This is a page that curates AI-related papers published worldwide. All content here is summarized using Google Gemini and operated on a non-profit basis. Copyright for each paper belongs to the authors and their institutions; please make sure to credit the source when sharing.
DIVER: A Multi-Stage Approach for Reasoning-intensive Information Retrieval
Created by
Haebom
Author
Meixiu Long, Duolin Sun, Dan Yang, Junjie Wang, Yue Shen, Jian Wang, Peng Wei, Jinjie Gu, Jiahai Wang
Outline
DIVER is a novel retrieval pipeline for inference-intensive information retrieval. It consists of four components: document preprocessing, including noise removal and long-document segmentation; iterative query expansion using a large-scale language model; retrieval using a model fine-tuned using synthetic medical and mathematical data and challenging negative examples; and a reranking step combining pointwise and listwise strategies.

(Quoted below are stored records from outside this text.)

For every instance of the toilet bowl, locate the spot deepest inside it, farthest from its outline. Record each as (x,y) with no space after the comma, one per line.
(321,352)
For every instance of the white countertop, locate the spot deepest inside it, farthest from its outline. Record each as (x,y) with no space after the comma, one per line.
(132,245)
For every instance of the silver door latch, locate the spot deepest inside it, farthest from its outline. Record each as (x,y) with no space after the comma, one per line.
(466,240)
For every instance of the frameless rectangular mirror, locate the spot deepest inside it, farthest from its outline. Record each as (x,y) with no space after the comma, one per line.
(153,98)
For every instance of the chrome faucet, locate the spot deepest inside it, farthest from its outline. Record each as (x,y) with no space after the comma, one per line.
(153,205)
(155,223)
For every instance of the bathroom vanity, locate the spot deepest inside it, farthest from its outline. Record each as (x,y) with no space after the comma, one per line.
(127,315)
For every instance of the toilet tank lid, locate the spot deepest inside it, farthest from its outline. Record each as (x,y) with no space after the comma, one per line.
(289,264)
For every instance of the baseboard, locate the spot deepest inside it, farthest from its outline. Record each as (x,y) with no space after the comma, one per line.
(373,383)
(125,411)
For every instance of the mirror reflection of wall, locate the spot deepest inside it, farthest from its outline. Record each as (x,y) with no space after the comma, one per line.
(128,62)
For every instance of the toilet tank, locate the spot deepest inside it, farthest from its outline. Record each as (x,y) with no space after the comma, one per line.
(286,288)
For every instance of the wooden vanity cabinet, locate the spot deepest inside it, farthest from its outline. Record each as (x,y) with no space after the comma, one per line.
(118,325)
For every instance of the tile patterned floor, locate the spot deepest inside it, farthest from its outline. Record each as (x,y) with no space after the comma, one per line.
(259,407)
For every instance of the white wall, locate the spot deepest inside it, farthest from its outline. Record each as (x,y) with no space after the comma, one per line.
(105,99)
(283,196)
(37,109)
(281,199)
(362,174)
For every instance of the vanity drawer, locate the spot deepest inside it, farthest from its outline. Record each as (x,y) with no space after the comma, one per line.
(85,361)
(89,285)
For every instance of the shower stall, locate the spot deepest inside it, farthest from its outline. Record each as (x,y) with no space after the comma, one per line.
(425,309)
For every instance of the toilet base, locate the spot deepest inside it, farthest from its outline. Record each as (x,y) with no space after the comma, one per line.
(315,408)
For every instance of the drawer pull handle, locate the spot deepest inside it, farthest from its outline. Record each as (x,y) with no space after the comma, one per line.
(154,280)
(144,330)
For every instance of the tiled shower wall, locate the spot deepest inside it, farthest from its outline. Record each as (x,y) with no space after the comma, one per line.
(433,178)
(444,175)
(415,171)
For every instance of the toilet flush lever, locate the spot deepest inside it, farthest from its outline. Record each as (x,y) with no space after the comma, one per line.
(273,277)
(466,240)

It outperforms existing inference-aware models on the BRIGHT benchmark, achieving an overall nDCG@10 score of 45.8 and a score of 28.9 for the original query. This demonstrates the effectiveness of inference-aware retrieval strategies on complex real-world tasks.
Takeaways, Limitations
•
Takeaways: We present an effective solution to inference-intensive information retrieval problems. We leverage large-scale language models and synthetic data to improve performance on complex real-world queries. We achieve state-of-the-art performance on the BRIGHT benchmark. We highlight the importance of inference-aware search strategies.
•
Limitations: The generalizability of the synthetic data used needs to be reviewed. Further evaluation with real-world data is needed. Because the study focused on specific domains (medical and mathematical), further research is needed to determine generalizability to other domains. Further analysis of the model's interpretability may be necessary.